# gw1516



## bigpoppie (May 2, 2015)

So I remember all the hype when this came out. What is the general consensus on it now? Anyone give it a shot?


----------



## Sully (May 2, 2015)

Used it a few times before. Mixed results. The deciding factor is the source/supplier. I've had some that I'm sure was fake or at least massively underdosed. But, when it works, it works pretty well for certain things. It can help with the shortness of breath when running Tren for some people. Helps out with cardio endurance and fat burning when cutting. 

Overall, it's nothing game changing, and can be expensive. Easily faked and no real way to test before using. Can be effective, but not a great cost vs benefit ratio. And may have the potential to cause cancer, but the jury is still out on that.

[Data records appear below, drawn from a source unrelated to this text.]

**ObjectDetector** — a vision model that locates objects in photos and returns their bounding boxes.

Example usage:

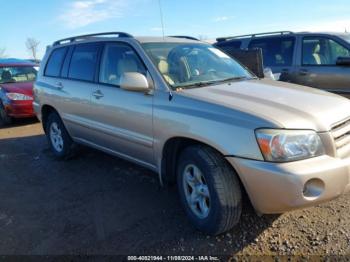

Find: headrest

[314,44,321,54]
[1,70,12,80]
[158,60,169,74]
[118,58,138,75]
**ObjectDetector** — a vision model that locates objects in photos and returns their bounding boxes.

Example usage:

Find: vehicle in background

[215,31,350,98]
[0,59,37,126]
[33,32,350,234]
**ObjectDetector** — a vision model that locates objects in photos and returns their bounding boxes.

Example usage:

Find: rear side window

[68,43,99,81]
[45,47,67,77]
[249,37,295,66]
[302,36,350,66]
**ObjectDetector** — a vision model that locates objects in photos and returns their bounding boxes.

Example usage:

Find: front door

[90,43,154,165]
[296,36,350,96]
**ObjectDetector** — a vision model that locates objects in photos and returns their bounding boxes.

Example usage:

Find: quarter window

[249,37,295,66]
[68,44,99,81]
[45,47,67,77]
[303,37,350,65]
[99,43,147,86]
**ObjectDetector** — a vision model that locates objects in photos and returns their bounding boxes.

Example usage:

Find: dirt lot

[0,120,350,258]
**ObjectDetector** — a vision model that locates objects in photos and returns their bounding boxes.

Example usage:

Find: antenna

[158,0,165,40]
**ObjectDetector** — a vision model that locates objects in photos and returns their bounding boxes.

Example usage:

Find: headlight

[6,93,33,100]
[255,129,325,162]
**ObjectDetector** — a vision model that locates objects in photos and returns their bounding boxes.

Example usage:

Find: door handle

[299,69,309,76]
[92,90,104,99]
[55,82,63,90]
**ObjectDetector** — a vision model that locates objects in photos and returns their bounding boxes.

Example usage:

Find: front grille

[331,119,350,157]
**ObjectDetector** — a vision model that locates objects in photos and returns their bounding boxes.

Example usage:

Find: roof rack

[216,31,294,42]
[53,32,133,46]
[169,35,199,41]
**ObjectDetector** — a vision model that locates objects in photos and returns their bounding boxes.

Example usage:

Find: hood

[181,80,350,132]
[0,82,33,96]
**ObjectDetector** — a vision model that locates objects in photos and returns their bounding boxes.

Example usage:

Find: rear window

[249,37,295,66]
[45,47,67,77]
[68,43,99,81]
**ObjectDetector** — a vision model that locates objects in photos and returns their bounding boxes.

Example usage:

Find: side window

[99,43,147,86]
[68,43,99,81]
[216,40,242,49]
[45,47,67,77]
[215,41,242,54]
[249,37,295,66]
[302,37,350,65]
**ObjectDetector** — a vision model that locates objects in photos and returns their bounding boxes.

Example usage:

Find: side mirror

[336,56,350,66]
[120,72,149,92]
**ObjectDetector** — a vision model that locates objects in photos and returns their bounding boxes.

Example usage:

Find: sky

[0,0,350,58]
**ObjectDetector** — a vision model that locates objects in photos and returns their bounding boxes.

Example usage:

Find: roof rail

[53,32,133,46]
[216,31,294,42]
[169,35,199,41]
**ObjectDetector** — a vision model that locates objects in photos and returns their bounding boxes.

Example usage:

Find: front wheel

[177,145,242,235]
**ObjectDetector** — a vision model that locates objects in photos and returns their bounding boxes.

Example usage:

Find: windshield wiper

A reliable source is key, but even then fakes are common. 

I wouldn't use it again, but mostly because I don't trust peptides or peptide suppliers in general.


----------



## cybrsage (May 18, 2015)

If you can find a good source, it can really help out with your cardio endurance and your recovery between workout sets.  But like Sully said, it is easily faked since you will not know until you use it if it is real.

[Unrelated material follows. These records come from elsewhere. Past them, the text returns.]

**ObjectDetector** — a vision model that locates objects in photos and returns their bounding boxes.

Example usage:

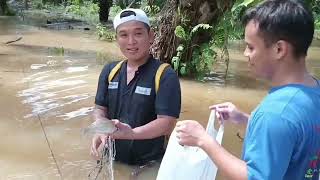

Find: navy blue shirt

[95,57,181,165]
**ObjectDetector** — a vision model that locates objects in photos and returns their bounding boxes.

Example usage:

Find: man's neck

[127,55,150,70]
[271,58,317,87]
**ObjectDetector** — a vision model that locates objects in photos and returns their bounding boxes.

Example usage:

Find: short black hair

[242,0,314,57]
[120,10,150,32]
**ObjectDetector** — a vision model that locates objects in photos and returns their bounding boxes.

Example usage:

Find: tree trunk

[99,0,112,23]
[24,0,29,9]
[152,0,234,63]
[0,0,8,15]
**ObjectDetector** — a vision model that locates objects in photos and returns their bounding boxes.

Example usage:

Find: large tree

[152,0,235,79]
[153,0,234,62]
[99,0,112,22]
[0,0,9,15]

Once you find a good source, keep them.  SARMs are just starting to catch on and they will only improve over time.  The reason for this is simple greed.  Big Pharma cannot patent hormones, but if they create designer steroids that have the benefits of AAS without the sides...well, they can patent that and make HUGE money from it.  RAD-140 is one of those up and comers I am watching.  It is in phase 3 human trials and there are NO side effects from it when they tested it at 40 times the recommended dosage.


----------



## Elvia1023 (May 18, 2015)

I wouldn't personally use it but quite a lot of guys pm me saying how great it is for cardiovascular endurance, cholesterol and overall fat loss.


----------



## rangerjockey (May 18, 2015)

I have read, (sorry cant remember source) that the cycling community used it heavily with very good results, I remember reading some legit medical research was done on it and the research stated it increased incidents of cancer in lab animals by a significant percentage.  Hopefully the last bit of information was/is hype.  From what I remember....My conclusion was not to touch it.


----------



## Sully (May 18, 2015)

I've been hearing the cancer story about it for a few years now, but no one has ever been able to show any research that proves it, that I'm aware of. Until someone can link to the study that showed cancer causation I'm inclined to believe that's all BS.


----------



## jigga (May 19, 2015)

I believe the study was on rats and at doses that were hundreds of times stronger than what we use. I'm exited to use gw with clen and tren to maximize fat burning and still be able to do cardio


----------



## rangerjockey (May 19, 2015)

Well Ok keep us posted on your results, Hell Tren alone will obliterate the butter.


----------



## Lanbro (Jun 25, 2015)

How long does it to take for GW to kick in?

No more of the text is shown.